While the AI industry races to brand everything as "superintelligence," one CEO backed by Meta's chief AI scientist is pumping the brakes on the hype. Alexandre LeBrun, who leads AMI Labs - a world model startup co-founded with Yann LeCun - is taking a hard stance against the terminology that's become Silicon Valley's favorite buzzword. In an industry where every startup claims they're building AGI, LeBrun's refusal to use the term signals a philosophical split that could reshape how we talk about AI's future.
AMI Labs is charting a different course in an industry drunk on its own superlatives. While OpenAI counts down to AGI and Google DeepMind promises artificial general intelligence within years, Alexandre LeBrun won't touch the terminology with a ten-foot pole.
The French entrepreneur, who previously sold his AI startup Wit.ai to Meta in 2015, now leads a venture that's got serious credibility behind it. Co-founded with Yann LeCun - Meta's chief AI scientist and Turing Award winner - AMI Labs represents a contrarian bet that the path to advanced AI doesn't run through the AGI marketing playbook.
"We're not chasing labels," LeBrun told TechCrunch in the interview. The dismissal isn't just semantic pickiness. It's a fundamental disagreement about what AI research should prioritize and how companies should position their work.
AMI Labs is building what's called world models - AI systems that can predict and simulate how the physical world works rather than just processing text and generating responses. LeCun has been vocal that this approach, not scaling up large language models, represents the real path to human-level intelligence. But even he and LeBrun won't use the AGI term to describe their endgame.
The terminology wars in AI have reached fever pitch. OpenAI literally has AGI in its charter and has structured its entire corporate governance around the moment it achieves this milestone. Google DeepMind CEO Demis Hassabis regularly discusses AGI timelines in interviews. Microsoft and Nvidia executives throw around "superintelligence" in earnings calls.
But LeBrun's skepticism taps into a growing backlash among AI researchers who think the hype has gotten out of hand. The terms AGI and superintelligence carry so much baggage - sci-fi connotations, existential risk fears, regulatory implications - that some scientists believe they obscure more than they clarify.
"When you say AGI, everyone imagines something different," one AI researcher who requested anonymity told us. "For some it's human-level performance on benchmarks. For others it's consciousness. For VCs it's whatever will get their portfolio companies valued at $10 billion."
AMI Labs' approach with world models does represent a genuine technical departure from the transformer-based large language models that power ChatGPT and similar systems. Instead of predicting the next word in a sequence, world models try to predict the next state of a system - how objects move, how actions have consequences, how the world evolves over time.
LeCun has argued that this kind of predictive learning is how babies and animals learn about the world, and it's fundamentally more efficient than the text-based pretraining that requires scraping the entire internet. If he's right, AMI Labs could leapfrog the LLM giants without needing their massive compute budgets.
But the company faces steep competition. Google DeepMind has its own world model research with projects like Genie. OpenAI is exploring video generation models that implicitly learn physical dynamics. Even Meta's internal AI teams, separate from AMI Labs, are working on similar problems.
What's striking is that LeBrun and LeCun seem more interested in being right about the science than being first to claim an AGI crown. In an industry where Tesla CEO Elon Musk predicts AGI by next year and Nvidia CEO Jensen Huang says it's five years away, that kind of restraint almost seems radical.

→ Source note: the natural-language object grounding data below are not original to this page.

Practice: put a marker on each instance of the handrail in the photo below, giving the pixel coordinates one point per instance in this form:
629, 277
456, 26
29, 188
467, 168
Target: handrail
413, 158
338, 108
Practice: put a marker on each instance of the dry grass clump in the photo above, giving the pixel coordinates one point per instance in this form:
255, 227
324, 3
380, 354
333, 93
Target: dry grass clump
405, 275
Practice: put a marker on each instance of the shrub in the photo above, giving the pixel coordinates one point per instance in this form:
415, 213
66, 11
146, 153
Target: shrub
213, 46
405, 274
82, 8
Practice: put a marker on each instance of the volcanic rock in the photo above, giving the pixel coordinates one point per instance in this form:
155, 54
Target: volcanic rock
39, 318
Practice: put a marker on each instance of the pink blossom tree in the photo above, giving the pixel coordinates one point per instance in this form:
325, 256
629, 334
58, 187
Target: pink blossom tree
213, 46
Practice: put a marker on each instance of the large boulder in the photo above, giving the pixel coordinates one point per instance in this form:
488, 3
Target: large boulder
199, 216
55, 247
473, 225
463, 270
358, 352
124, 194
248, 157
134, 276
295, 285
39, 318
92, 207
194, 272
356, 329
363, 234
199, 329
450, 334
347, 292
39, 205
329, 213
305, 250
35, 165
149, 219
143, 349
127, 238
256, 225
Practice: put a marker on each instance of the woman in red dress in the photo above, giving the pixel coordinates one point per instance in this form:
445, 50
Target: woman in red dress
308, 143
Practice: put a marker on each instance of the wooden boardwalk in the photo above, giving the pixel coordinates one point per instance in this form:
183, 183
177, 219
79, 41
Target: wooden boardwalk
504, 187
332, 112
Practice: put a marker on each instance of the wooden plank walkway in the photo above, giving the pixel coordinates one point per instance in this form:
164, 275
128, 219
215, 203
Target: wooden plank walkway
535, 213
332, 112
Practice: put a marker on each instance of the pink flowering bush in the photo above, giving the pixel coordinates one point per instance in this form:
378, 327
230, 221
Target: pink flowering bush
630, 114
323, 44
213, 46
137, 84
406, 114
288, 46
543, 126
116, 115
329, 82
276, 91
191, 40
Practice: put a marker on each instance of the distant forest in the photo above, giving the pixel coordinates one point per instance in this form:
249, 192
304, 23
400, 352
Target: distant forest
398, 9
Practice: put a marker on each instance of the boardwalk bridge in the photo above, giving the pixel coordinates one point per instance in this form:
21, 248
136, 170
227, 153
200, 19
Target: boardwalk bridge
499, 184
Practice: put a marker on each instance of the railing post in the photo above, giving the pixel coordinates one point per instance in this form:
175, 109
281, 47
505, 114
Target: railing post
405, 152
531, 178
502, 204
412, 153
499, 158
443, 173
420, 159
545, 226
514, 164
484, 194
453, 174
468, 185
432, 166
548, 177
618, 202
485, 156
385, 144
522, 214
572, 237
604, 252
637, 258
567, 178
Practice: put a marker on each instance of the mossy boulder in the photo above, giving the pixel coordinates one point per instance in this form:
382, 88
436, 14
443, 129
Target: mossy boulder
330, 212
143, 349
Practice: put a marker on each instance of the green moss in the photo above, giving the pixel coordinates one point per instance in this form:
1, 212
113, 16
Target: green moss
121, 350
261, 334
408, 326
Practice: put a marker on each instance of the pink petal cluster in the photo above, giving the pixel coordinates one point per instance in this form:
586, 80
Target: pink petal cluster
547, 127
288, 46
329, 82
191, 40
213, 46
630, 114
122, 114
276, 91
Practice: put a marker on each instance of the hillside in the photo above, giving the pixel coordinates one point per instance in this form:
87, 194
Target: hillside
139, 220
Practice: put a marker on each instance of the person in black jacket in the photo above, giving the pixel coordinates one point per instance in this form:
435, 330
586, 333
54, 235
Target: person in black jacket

The terminology debate also has real stakes beyond marketing. How we define AGI determines when OpenAI's board decides the company has achieved its mission and triggers major governance changes. It influences which research gets funded and which regulatory frameworks governments adopt.
If "superintelligence" becomes the standard term, it implies we're building something that will surpass human capabilities across the board - a framing that invites heavy government oversight. If instead we talk about "specialized AI systems" or "world models," the conversation shifts to more grounded questions about what these tools can actually do.
LeBrun's stance might also be strategic positioning for AMI Labs. By refusing to play the AGI hype game, the company differentiates itself as the serious, science-first alternative to the breathless promises coming from bigger competitors. It's a bet that eventually the market will reward substance over superlatives.
The approach mirrors LeCun's own brand within AI research. While he's won every major award in the field and leads AI at one of the world's most valuable companies, he's spent recent years as the industry's most prominent skeptic of AGI doomerism and LLM-centric approaches.
LeBrun's refusal to embrace AGI terminology isn't just contrarian posturing - it's a signal that not everyone in AI believes the current narrative. As the industry sorts out what these systems can actually do versus what we call them, AMI Labs is making a bet that world models and scientific rigor will matter more than marketing superlatives. Whether that approach can compete with the hype machines at OpenAI and Google remains to be seen, but it's a reminder that the loudest voices in AI aren't always the most credible. For an industry that keeps moving goalposts on what constitutes intelligence, maybe it's refreshing to have at least one CEO who won't play the definition game at all.